Critics are already lining up to deride Pres. Barack Obama’s new retirement account, the myRA, saying that it will do almost nothing to help the working poor is destined to become another bloated bureaucratic system that will waste of taxpayers’ dollars by the billions.
myRA stands for My Retirement Account. The plan introduced by the President will authorize the Department of the Treasury to create several new types of savings plans for people who don’t have access to retirement plans sponsored by an employer. While any money deposited into a myRA account will not be tax-deductible, the funds will grow tax-deferred and, when withdrawn upon retirement, be tax-free. President Obama signed a memorandum on January 29 of this year directing the Department of the Treasury to create the new myRA savings program.
Although the program looks similar to a Roth IRA, there are a number of pointed differences. The first is that instead of a variety of investments that people can choose from, the myRA will establish a fund that is guaranteed by taxpayers and will invest in a government managed program. In fact, the new plan is very similar to the Thrift Savings Plan that is already available to federal workers.
The biggest problem that most critics have that the eye are a will use the working poor to finance the government deficit spending. Instead of selling bonds in public markets, the government will simply create accounts that invest in the government pool to raise funds.

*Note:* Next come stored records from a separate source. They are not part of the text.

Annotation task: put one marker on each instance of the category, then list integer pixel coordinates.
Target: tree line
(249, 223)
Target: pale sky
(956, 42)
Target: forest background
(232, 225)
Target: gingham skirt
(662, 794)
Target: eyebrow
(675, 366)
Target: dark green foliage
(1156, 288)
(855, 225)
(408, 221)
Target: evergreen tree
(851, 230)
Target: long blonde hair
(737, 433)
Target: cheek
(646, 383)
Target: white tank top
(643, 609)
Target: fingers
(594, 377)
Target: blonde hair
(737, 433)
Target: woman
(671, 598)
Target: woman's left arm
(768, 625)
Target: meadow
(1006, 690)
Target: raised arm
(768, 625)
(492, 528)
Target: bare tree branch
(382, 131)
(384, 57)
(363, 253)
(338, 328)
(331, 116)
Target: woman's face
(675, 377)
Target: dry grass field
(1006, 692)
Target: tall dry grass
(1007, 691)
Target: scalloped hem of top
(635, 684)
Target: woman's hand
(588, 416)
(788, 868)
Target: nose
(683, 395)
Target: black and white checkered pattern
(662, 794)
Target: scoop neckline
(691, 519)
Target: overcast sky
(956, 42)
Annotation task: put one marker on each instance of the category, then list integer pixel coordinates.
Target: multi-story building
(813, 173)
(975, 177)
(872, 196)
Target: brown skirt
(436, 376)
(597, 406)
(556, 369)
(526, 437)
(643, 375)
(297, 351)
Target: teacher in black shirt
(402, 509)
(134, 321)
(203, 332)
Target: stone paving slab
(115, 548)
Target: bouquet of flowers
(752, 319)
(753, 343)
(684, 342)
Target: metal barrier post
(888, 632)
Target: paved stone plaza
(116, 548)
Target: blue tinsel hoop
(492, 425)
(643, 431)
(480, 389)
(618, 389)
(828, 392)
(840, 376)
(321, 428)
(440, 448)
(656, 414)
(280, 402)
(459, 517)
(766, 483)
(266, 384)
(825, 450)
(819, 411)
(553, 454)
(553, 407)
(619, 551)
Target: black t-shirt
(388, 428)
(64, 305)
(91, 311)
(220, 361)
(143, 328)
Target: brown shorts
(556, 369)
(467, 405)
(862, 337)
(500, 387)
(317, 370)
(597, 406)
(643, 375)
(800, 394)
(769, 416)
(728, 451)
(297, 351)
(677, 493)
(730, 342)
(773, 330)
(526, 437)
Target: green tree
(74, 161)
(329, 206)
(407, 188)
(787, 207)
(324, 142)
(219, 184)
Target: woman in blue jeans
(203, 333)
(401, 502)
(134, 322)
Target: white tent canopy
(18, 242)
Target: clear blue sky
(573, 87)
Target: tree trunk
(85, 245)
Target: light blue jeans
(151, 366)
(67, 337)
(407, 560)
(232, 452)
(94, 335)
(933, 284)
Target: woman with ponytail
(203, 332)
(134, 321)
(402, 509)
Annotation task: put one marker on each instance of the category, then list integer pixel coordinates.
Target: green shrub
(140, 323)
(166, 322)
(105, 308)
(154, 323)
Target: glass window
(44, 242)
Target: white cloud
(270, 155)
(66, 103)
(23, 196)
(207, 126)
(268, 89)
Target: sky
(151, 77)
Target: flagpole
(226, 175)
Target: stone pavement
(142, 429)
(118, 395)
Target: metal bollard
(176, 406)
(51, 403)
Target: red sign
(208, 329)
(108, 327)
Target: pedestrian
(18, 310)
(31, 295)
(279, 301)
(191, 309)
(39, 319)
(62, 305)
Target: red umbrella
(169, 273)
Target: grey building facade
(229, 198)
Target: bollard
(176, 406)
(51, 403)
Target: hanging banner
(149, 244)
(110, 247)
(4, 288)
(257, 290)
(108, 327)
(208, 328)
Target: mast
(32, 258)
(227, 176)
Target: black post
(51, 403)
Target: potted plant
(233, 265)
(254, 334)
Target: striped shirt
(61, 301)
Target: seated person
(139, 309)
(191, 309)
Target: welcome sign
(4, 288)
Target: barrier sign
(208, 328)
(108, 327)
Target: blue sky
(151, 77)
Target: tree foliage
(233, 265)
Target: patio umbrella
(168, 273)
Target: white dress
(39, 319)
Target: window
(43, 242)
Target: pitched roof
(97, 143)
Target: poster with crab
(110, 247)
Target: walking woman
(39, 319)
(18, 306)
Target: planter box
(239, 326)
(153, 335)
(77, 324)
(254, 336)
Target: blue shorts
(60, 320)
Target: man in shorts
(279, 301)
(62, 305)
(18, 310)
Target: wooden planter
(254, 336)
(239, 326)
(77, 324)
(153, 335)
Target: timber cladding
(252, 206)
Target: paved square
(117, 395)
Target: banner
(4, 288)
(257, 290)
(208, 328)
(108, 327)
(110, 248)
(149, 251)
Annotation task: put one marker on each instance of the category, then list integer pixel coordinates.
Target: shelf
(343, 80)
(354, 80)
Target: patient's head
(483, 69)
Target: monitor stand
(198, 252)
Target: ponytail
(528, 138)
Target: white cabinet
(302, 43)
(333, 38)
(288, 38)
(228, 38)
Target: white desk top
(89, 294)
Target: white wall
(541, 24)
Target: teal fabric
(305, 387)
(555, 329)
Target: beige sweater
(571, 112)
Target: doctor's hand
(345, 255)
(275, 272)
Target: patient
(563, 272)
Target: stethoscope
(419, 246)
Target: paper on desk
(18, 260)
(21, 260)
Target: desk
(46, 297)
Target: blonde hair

When addressing the country in his State of the Union address, Pres. Obama said that the program “guarantees a decent return with no risk of losing what you save.” The fact of the matter is however that in 2013 the Thrift Savings Plan earned a ridiculously low 1.5%, hardly the type of interest that will enable a person to grow their retirement plan.

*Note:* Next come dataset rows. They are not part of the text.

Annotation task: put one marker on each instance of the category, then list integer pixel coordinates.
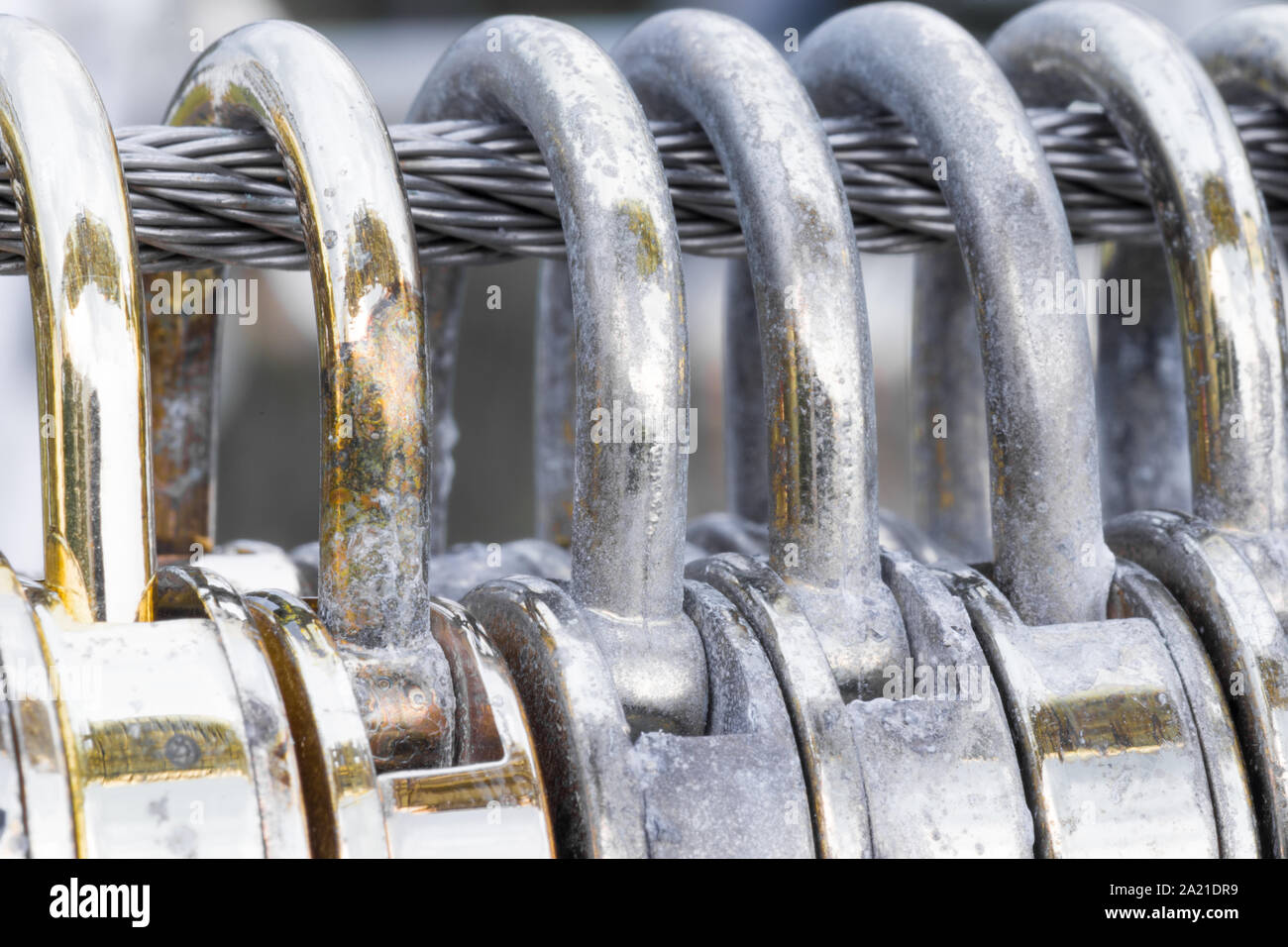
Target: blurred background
(138, 51)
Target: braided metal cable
(480, 193)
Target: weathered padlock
(406, 720)
(742, 527)
(140, 737)
(183, 354)
(658, 719)
(1222, 261)
(832, 628)
(1222, 561)
(1099, 712)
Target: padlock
(743, 526)
(183, 355)
(1225, 561)
(1140, 377)
(658, 720)
(407, 724)
(1219, 247)
(1106, 736)
(140, 737)
(827, 609)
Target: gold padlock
(141, 738)
(407, 725)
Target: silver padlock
(658, 719)
(1082, 693)
(827, 609)
(1171, 118)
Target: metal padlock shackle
(377, 618)
(629, 531)
(78, 243)
(1231, 575)
(819, 608)
(1037, 384)
(822, 460)
(1216, 236)
(1046, 496)
(132, 753)
(1153, 91)
(374, 530)
(661, 735)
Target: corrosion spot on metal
(1220, 211)
(648, 248)
(89, 258)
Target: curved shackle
(1048, 551)
(623, 256)
(86, 307)
(805, 270)
(1215, 228)
(375, 530)
(1245, 53)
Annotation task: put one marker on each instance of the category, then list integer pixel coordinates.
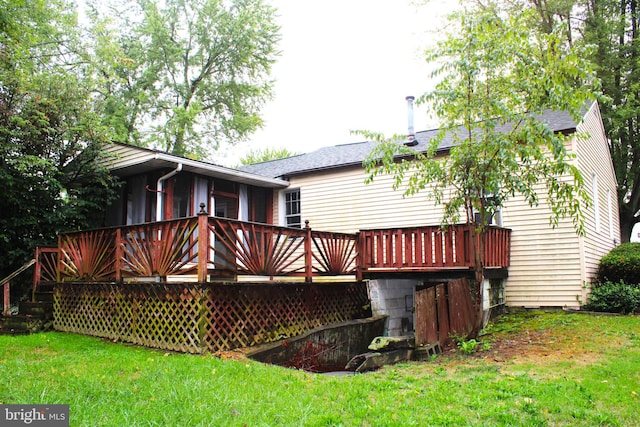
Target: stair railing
(7, 287)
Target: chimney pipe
(411, 137)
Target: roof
(339, 156)
(130, 160)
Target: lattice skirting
(194, 318)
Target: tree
(612, 26)
(189, 74)
(259, 156)
(49, 139)
(497, 75)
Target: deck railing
(212, 248)
(209, 247)
(430, 247)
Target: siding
(593, 156)
(548, 266)
(545, 262)
(340, 201)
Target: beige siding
(549, 266)
(593, 157)
(545, 262)
(340, 201)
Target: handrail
(17, 272)
(5, 285)
(209, 246)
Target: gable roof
(126, 160)
(346, 155)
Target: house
(549, 266)
(161, 186)
(196, 256)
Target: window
(292, 214)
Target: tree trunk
(478, 241)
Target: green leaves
(497, 76)
(192, 74)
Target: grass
(540, 369)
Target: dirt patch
(535, 347)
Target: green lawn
(541, 369)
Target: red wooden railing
(431, 247)
(206, 246)
(213, 247)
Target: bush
(614, 297)
(621, 264)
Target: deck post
(308, 270)
(359, 255)
(59, 263)
(203, 244)
(37, 272)
(119, 255)
(6, 310)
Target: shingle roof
(353, 154)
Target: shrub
(621, 264)
(614, 297)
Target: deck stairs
(32, 316)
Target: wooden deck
(211, 249)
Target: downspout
(160, 190)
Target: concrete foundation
(394, 298)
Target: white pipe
(160, 190)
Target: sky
(346, 65)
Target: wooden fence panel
(194, 318)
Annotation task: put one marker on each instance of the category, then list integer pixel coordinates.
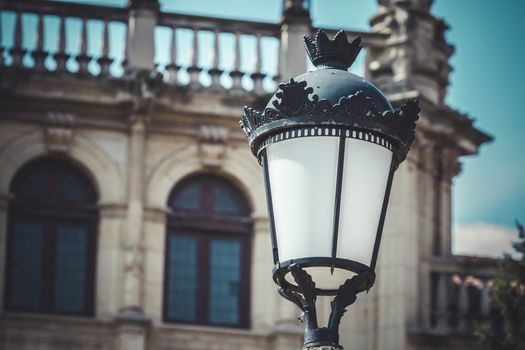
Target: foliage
(506, 330)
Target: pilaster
(132, 236)
(295, 24)
(415, 55)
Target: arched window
(207, 274)
(51, 240)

There’s actually a plan in place from the federal government to help low-income savers, a plan that matches $.50 for every dollar that’s contributed to an IRA. It’s called the Retirement Savings Contribution Credit or the “Savers Credit”. The government, in effect, already has a matching program similar to many large companies and organizations and similar to the myRA. And it’s not being used.

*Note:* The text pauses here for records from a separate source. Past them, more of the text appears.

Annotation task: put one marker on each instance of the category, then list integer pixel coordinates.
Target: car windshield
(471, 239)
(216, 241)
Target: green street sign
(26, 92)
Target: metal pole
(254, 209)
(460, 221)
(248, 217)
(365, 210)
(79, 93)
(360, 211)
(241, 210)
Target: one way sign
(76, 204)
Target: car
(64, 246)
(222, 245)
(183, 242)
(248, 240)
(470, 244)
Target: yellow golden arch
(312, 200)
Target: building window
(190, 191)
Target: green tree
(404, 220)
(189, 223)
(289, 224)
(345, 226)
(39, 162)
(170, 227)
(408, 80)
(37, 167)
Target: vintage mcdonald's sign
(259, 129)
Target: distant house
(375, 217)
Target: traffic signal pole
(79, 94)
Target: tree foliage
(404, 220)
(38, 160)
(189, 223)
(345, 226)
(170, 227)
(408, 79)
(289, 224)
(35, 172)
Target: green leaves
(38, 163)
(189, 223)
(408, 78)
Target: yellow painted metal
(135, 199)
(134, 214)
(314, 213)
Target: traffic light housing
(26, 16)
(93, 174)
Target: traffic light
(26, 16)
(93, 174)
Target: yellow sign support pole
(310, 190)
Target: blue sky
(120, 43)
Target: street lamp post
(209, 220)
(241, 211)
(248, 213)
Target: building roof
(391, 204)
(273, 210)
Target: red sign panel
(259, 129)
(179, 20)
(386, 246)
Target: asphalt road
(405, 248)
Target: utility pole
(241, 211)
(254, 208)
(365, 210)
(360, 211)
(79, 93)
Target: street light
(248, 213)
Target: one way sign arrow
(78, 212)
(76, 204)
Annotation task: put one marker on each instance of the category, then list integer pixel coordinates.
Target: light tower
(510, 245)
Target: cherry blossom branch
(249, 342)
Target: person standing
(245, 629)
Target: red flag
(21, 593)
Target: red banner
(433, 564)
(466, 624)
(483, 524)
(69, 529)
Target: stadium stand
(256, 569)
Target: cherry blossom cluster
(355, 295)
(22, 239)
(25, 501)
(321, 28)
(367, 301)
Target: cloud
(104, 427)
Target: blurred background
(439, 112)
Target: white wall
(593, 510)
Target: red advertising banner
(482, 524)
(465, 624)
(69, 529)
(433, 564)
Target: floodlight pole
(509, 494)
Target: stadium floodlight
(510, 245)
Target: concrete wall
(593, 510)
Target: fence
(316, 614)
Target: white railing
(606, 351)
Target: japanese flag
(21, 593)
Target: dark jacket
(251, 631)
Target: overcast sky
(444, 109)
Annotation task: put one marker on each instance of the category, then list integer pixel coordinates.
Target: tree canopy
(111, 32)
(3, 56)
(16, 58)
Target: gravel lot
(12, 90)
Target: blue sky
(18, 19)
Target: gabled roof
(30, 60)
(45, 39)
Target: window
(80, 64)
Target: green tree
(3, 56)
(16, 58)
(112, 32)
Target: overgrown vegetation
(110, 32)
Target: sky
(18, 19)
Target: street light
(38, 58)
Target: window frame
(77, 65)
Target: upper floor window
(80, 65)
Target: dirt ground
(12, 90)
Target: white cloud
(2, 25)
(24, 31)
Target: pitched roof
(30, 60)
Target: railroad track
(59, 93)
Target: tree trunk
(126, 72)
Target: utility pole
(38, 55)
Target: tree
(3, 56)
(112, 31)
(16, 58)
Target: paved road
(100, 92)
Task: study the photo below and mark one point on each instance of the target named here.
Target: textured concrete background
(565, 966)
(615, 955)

Many critics are already asking if the time to fund government programs should come to an end. They cite the fact that any plan that offers a lowly 1.5% return isn’t going to be much of an incentive for anyone to save. When you consider the fact that the United States still has a huge percentage of poor retirees in spite of what can only be called a gigantic government system that’s supposed to be helping them, most would have to agree that government programs don’t seem to be the answer.
This leads to many o predict that, years from now, the new myRA will be just as underutilized and will have costs that far exceed any benefit that it gives. Although it might have a noble name, many fear that it’s simply just another “feel-good” program to provide soundbites for politicians but that, in the end, will waste billions of taxpayer dollars.